TASAKIには優れた商品とストーリーがあります。例えば、創業者の時代から、TASAKIは環境に細心の注意を払ってきました。海が汚れていては美しい真珠は生まれないからです。長崎県の九十九島と三重県の伊勢志摩、そして愛媛県の宇和島にある3つの自社養殖場は、今、消費者が求めているような穏やかでピースフルな場所です。
ヨーロッパのブランドが近年になって取り組み始めた環境配慮を、私たちは70年以上前から続けてきました。このDNAはグローバル市場においても大きな価値になると考えています。
──TASAKIは、ヨーロッパのラグジュアリーブランドを超えることができるとお考えですか?
ヨーロッパのブランドと比較するのではなく、私たちなりのラグジュアリーブランドを築いていきたいと考えています。
日本はいま世界中で注目されています。特にフランスでは、日本文化への関心が非常に高い。どこかミステリアスな日本の様式への興味は、一時的な流行ではなく、世代を超えて受け継がれていくものでしょう。

実際、私自身が最初に日本に抱いたイメージは「エキセントリック」でした。54年前に初めて来日し、原宿のタケノコ族を目にしたときは、その姿はもちろん、彼らが月曜日はスーツに着替えて仕事に向かうことを知り、大きな衝撃を受けました。

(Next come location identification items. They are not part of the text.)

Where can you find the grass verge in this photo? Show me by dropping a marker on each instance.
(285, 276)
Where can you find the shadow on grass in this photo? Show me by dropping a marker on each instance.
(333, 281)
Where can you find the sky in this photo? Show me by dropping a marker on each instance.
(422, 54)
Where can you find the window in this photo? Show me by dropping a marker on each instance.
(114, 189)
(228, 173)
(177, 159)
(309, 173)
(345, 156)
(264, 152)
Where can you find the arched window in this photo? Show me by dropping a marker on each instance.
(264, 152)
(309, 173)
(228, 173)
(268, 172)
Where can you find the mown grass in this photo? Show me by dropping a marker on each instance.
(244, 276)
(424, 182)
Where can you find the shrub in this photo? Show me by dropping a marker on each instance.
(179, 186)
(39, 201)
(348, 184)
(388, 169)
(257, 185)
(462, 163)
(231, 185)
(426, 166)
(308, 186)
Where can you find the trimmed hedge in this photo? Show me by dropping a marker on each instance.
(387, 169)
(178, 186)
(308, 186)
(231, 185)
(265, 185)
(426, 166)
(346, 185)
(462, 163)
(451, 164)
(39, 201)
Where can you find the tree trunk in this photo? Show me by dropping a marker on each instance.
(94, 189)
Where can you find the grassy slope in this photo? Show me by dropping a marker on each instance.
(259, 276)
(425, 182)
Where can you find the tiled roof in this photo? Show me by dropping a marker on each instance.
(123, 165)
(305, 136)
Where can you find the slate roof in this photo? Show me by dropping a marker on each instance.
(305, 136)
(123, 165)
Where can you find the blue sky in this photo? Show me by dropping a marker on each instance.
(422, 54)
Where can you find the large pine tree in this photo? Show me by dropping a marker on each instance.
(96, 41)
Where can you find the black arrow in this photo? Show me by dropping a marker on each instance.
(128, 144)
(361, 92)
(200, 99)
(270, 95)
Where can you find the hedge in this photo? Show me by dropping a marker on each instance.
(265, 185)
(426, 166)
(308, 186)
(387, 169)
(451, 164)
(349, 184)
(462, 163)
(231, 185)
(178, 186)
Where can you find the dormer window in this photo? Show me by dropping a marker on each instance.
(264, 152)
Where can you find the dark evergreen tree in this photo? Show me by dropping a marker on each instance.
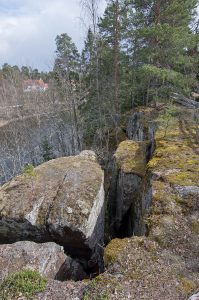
(161, 42)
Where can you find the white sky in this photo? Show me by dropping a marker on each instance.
(28, 29)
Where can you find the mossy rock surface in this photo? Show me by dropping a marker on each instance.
(131, 157)
(163, 265)
(25, 283)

日本の女性も二面性があります。私の日本人の妻は、本人は無意識かもしれませんが、洋服を着ている時と着物をまとっているときでは雰囲気がまったく異なり、その姿にとても魅了されました。最近は、あまり和装をしてくれないのですが(笑)。
私も含め、世界はもっと日本の文化を知りたいのだと思います。日本らしさ、そしてこれまで大切にしてきたTASAKIのストーリーを守りながら、グローバルなラグジュアリーブランドを目指していきます。
移行期は苦しいですが、できるだけ早く変革を進めていきたい。フランスでは、大統領就任後100日間が政策を進めやすい“ハネムーン期間”と言われています。ブランドにおいては、変革の鍵を握るのは販売員です。TASAKIのお店で働く女性たちはコミュニケーション能力が高く、話題を自然に広めてくれますから。店頭や商品から、その変化を感じていただける日はそう遠くないはずです。